Un objectif de faire travailler 65% des 60-64 ans

Le gouvernement a fixé l’objectif de passer à un taux d’emploi pour les 60-64 ans de 65% « à l’horizon 2030 » (contre 36,2% en 2022, soit -12,3 points par rapport à la moyenne européenne).

Dans les rangs syndicaux, on plaide pour « agir sur tout le parcours » car rester en poste jusqu’à la retraite pose de façon plus globale la question des conditions de travail et de la soutenabilité du travail.

« Derrière la pointe de l’iceberg, il y a un monstre », résume le négociateur de la CFE-CGC Jean-François Foucard. « À travers cette négociation-là, on veut gagner des droits pour tout le monde tout au long de sa carrière », pointe Nathalie Bazire, négociatrice pour la CGT, qui demande « des dispositifs contraignants pour les entreprises ».

« On doit entrer dans cette négociation par les parcours professionnels », car « la question de la fin de carrière ne se règle pas en fin de carrière » abonde côté patronal le négociateur de la Confédération des PME, Eric Chevée.

Mais « faire du mieux sur les dispositifs d’accompagnement des salariés, d’amélioration des conditions d’emploi à euros constants, personne ne sait faire dans ce pays, donc il va y avoir des discussions qui vont sans doute être très serrées », anticipe M. Ricordeau.

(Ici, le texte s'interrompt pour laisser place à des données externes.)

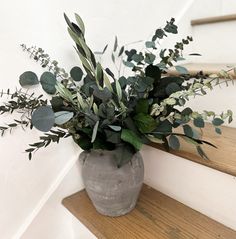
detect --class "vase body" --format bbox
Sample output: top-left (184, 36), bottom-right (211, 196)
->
top-left (80, 150), bottom-right (144, 217)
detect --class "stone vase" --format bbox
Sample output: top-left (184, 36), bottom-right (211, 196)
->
top-left (80, 150), bottom-right (144, 217)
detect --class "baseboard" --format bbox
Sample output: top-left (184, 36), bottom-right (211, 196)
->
top-left (12, 152), bottom-right (78, 239)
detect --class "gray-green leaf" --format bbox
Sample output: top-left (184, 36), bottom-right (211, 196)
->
top-left (70, 66), bottom-right (84, 81)
top-left (40, 71), bottom-right (57, 95)
top-left (19, 71), bottom-right (39, 87)
top-left (212, 118), bottom-right (224, 126)
top-left (91, 120), bottom-right (99, 143)
top-left (121, 129), bottom-right (142, 150)
top-left (55, 111), bottom-right (74, 125)
top-left (169, 135), bottom-right (180, 150)
top-left (193, 117), bottom-right (205, 128)
top-left (175, 66), bottom-right (188, 75)
top-left (31, 106), bottom-right (55, 132)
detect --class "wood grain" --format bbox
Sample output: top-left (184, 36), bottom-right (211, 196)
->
top-left (62, 185), bottom-right (236, 239)
top-left (167, 63), bottom-right (236, 79)
top-left (151, 124), bottom-right (236, 176)
top-left (191, 14), bottom-right (236, 26)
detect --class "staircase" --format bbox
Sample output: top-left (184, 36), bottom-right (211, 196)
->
top-left (60, 14), bottom-right (236, 239)
top-left (22, 6), bottom-right (236, 239)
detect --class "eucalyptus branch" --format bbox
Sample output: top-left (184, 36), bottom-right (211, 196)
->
top-left (25, 129), bottom-right (70, 160)
top-left (21, 44), bottom-right (69, 80)
top-left (0, 90), bottom-right (47, 114)
top-left (0, 119), bottom-right (31, 136)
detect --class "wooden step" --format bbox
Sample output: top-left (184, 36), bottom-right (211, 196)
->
top-left (167, 63), bottom-right (236, 79)
top-left (191, 14), bottom-right (236, 26)
top-left (152, 123), bottom-right (236, 177)
top-left (62, 185), bottom-right (236, 239)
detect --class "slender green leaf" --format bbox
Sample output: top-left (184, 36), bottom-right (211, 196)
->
top-left (169, 135), bottom-right (180, 150)
top-left (75, 13), bottom-right (85, 35)
top-left (121, 129), bottom-right (142, 150)
top-left (55, 111), bottom-right (74, 125)
top-left (91, 121), bottom-right (99, 143)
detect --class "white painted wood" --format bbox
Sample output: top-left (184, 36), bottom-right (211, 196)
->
top-left (142, 146), bottom-right (236, 230)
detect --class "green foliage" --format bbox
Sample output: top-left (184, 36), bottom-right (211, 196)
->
top-left (121, 129), bottom-right (142, 150)
top-left (55, 111), bottom-right (74, 125)
top-left (19, 71), bottom-right (39, 87)
top-left (0, 14), bottom-right (236, 167)
top-left (40, 71), bottom-right (57, 95)
top-left (31, 106), bottom-right (55, 132)
top-left (169, 135), bottom-right (180, 150)
top-left (70, 66), bottom-right (84, 81)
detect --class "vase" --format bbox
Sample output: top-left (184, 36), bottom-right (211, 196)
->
top-left (80, 150), bottom-right (144, 217)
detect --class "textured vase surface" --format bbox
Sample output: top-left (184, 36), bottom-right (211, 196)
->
top-left (80, 150), bottom-right (144, 217)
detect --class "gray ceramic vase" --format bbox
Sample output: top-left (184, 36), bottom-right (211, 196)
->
top-left (80, 150), bottom-right (144, 217)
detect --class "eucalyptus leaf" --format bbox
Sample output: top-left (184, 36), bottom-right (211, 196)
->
top-left (134, 113), bottom-right (157, 133)
top-left (196, 146), bottom-right (209, 160)
top-left (145, 41), bottom-right (156, 49)
top-left (121, 129), bottom-right (142, 150)
top-left (19, 71), bottom-right (39, 87)
top-left (183, 124), bottom-right (193, 138)
top-left (175, 66), bottom-right (189, 75)
top-left (75, 13), bottom-right (85, 35)
top-left (193, 117), bottom-right (205, 128)
top-left (108, 125), bottom-right (121, 131)
top-left (55, 111), bottom-right (74, 125)
top-left (70, 66), bottom-right (84, 81)
top-left (215, 128), bottom-right (222, 134)
top-left (40, 71), bottom-right (57, 95)
top-left (212, 118), bottom-right (224, 126)
top-left (91, 121), bottom-right (99, 143)
top-left (31, 106), bottom-right (55, 132)
top-left (113, 36), bottom-right (118, 52)
top-left (169, 135), bottom-right (180, 150)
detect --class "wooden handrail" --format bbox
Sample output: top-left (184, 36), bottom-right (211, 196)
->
top-left (191, 14), bottom-right (236, 26)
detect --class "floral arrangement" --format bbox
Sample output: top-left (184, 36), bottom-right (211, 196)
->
top-left (0, 14), bottom-right (232, 167)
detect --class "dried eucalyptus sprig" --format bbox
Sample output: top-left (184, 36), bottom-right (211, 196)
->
top-left (25, 129), bottom-right (70, 160)
top-left (0, 14), bottom-right (236, 167)
top-left (21, 44), bottom-right (69, 79)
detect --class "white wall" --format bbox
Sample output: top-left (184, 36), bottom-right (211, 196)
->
top-left (0, 0), bottom-right (192, 239)
top-left (191, 0), bottom-right (236, 64)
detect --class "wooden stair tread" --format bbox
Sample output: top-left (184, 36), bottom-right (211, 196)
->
top-left (62, 185), bottom-right (236, 239)
top-left (168, 63), bottom-right (236, 79)
top-left (152, 123), bottom-right (236, 176)
top-left (191, 14), bottom-right (236, 26)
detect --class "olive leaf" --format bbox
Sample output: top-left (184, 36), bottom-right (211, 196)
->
top-left (55, 111), bottom-right (74, 125)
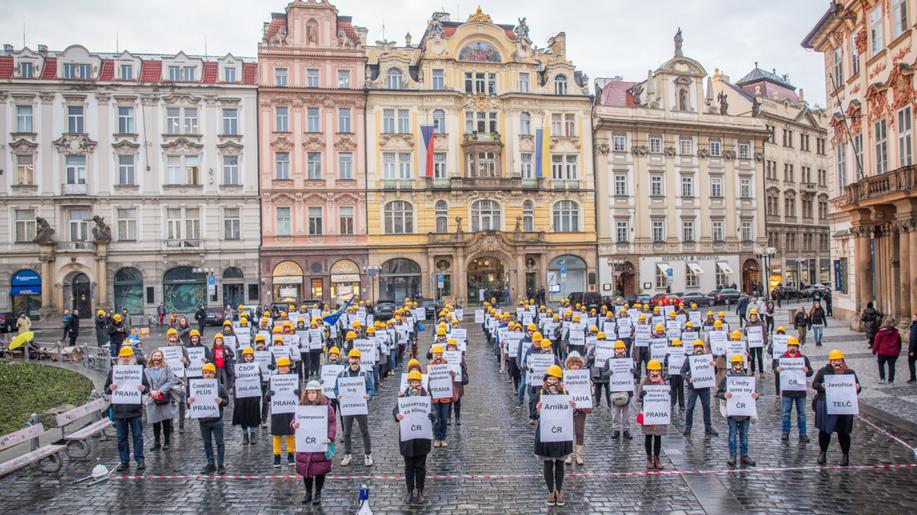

« On peut faire un truc yakafokon », un document qui « cale une armoire » et « on se retrouvera dans 3-4 ans avec des entreprises qui disent : ‘‘j’ai encore plus de tensions sur les emplois, je n’arrive pas à trouver les compétences’’… », prévient Jean-François Foucard (CFE-CGC).

L’assurance-chômage réformée

Enfin, alors que le Premier ministre Gabriel Attal veut « aller plus loin dans la réforme de l’assurance-chômage » et a prévenu qu’elle serait renégociée en cas de dérive financière, la numéro un de la CFDT Marylise Léon a demandé à l’exécutif de « clarifie(r) ses intentions sur cet acte II de la réforme du marché du travail ».

« Pour le moment, nous avons obtenu une garantie : en cas d’accord entre partenaires sociaux à l’issue de la négociation sur l’emploi des seniors, M. Attal ainsi que la ministre du travail, Catherine Vautrin, se sont engagés à le respecter et à le transposer fidèlement dans un projet de loi », a exposé Mme Léon dans Le Monde.

Mais si le texte devait accueillir d’autres mesures, la CFDT veut le savoir « le plus vite possible pour peser les équilibres et ne pas se retrouver avec un véhicule législatif qui, in fine, pencherait plus en faveur des attentes patronales ». « Quant aux éventuelles simplifications dans le monde du travail, elles doivent faire l’objet d’une concertation avec Mme Vautrin et ses services – pas avec Bercy », a prévenu Mme Léon.